Malgré tout, reste-t-il des choses à améliorer ?Jusqu'ici, on a dominé les matches et on n'a encaissé que deux buts. On essaie quand même de progresser dans ce domaine afin que nos adversaires aient encore plus de difficultés à marquer. Personnellement, j'ai connu un moment difficile (une erreur contre la République de Corée, qui a permis à Lee Chung Yong de marquer) car on avait gagné deux matches et moi, je ne pouvais pas profiter pleinement de ce moment-là. Je suis très critique envers moi-même et ça me fait mal de commettre des erreurs. Mais on a gagné ce match et par la suite, j'ai eu l'occasion de me racheter en marquant un but contre la Grèce. Ça m'a mis en confiance.

Parlons de votre prochain adversaire, l'Allemagne. Vous jouez là-bas et vous connaissez le football allemand. Il existe une rivalité historique entre les deux équipes…Quand deux sélections au passé aussi riche s'affrontent, c'est normal, mais il ne faut pas non plus exagérer. Je crois qu'il n'y a pas lieu de s'envoyer des messages par presse interposée. Moi, je préfère garder mon énergie et ma rage pour le terrain, qui reste le meilleur endroit pour faire passer un message.
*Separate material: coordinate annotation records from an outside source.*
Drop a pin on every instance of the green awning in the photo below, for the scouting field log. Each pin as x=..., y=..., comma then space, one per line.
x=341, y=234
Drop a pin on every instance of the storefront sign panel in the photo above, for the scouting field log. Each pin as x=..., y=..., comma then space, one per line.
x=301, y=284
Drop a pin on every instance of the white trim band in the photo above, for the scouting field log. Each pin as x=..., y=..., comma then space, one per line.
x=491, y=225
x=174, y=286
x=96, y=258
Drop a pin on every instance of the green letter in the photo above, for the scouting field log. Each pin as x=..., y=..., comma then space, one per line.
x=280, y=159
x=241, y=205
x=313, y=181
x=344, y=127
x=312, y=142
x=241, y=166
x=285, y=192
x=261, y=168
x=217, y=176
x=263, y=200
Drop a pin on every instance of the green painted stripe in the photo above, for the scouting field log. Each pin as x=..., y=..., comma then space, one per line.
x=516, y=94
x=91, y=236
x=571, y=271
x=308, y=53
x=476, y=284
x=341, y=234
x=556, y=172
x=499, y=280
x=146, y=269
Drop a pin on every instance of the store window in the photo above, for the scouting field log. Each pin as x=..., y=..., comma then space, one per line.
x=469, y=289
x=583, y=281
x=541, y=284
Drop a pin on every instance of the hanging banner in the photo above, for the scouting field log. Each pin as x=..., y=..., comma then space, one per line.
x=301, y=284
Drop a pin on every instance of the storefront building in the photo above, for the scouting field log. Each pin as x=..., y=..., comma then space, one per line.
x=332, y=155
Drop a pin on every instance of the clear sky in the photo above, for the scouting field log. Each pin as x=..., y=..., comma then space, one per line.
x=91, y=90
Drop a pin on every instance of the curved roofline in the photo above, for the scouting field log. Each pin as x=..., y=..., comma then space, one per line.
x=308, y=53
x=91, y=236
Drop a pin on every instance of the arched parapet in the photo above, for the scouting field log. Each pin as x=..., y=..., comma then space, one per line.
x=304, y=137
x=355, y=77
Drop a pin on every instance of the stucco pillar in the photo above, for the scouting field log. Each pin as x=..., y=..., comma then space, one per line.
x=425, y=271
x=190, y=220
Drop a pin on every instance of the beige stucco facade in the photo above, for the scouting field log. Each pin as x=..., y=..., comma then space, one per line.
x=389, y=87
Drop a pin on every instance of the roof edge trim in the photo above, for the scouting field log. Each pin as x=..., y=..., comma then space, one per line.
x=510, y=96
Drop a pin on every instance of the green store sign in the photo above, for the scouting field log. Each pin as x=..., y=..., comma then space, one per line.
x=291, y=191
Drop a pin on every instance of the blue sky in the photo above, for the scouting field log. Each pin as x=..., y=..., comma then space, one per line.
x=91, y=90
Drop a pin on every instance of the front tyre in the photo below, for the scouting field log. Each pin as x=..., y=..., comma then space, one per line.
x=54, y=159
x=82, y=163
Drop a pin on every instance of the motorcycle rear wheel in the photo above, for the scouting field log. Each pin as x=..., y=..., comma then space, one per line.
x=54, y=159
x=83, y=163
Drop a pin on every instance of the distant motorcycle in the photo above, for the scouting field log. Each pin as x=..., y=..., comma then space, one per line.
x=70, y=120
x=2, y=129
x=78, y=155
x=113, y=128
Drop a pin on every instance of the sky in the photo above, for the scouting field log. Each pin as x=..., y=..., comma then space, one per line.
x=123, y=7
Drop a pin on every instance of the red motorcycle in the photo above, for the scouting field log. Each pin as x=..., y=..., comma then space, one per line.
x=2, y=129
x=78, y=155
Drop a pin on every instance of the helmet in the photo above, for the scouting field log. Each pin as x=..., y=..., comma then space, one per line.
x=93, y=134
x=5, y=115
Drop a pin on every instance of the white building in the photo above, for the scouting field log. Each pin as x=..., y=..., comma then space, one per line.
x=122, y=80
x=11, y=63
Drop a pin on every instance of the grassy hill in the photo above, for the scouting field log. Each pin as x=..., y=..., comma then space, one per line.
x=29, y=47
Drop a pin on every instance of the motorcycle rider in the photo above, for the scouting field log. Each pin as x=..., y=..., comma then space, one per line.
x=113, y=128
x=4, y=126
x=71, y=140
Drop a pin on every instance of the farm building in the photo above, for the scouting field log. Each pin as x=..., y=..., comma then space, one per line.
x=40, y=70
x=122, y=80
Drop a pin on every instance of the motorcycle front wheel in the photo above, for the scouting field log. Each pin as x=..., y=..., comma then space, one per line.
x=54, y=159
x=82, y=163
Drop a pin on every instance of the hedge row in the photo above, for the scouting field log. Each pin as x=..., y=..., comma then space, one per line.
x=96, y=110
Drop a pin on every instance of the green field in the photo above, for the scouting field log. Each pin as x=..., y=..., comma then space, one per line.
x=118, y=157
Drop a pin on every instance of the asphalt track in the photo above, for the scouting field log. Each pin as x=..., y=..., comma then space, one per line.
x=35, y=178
Il y a trois mois, vous avez justement envoyé un signal fort en battant l'Allemagne 0:1 chez elle...On a fait ce qu'on avait à faire. On a contrôlé le match et le ballon. L'Allemagne est une équipe qui n'aime pas se retrouver sans le ballon. On doit donc l'en priver, tout en prenant les précautions nécessaires car elle possède de très bons joueurs comme Klose, Podolski, Özil, Müller…

*Ce dernier joue avec vous au Bayern Munich. Que pouvez-vous nous dire au sujet de la jeune star allemande ? *C'est un garçon qui a commencé dans les catégories de jeunes du club, il s'est battu pour réaliser ses rêves. C'est ce qu'il a fait cette saison : il a eu l'occasion d'intégrer le onze titulaire de l'équipe première. En plus, il a fait preuve d'une belle constance physique pendant toute l'année. Rares sont les joueurs à pouvoir jouer tous les matches de la saison. En plus, il a démontré son sens du but. Il est toujours à l'affût dans la surface et dans cette zone, il est redoutable.

Vous venez d'un petit village et vous voilà aujourd'hui face à un défi immense. Que reste-t-il à faire pour continuer à écrire l'histoire ?Pour entrer dans les livres d'histoire, on doit aller jusqu'à la finale et la gagner. Mais d'ici là, il nous reste un chemin plein d'embûches, même si on est tout près. J'ai conscience d'être un privilégié et je mesure parfaitement la chance que j'ai d'être ici. Je n'oublierai jamais ça de ma vie.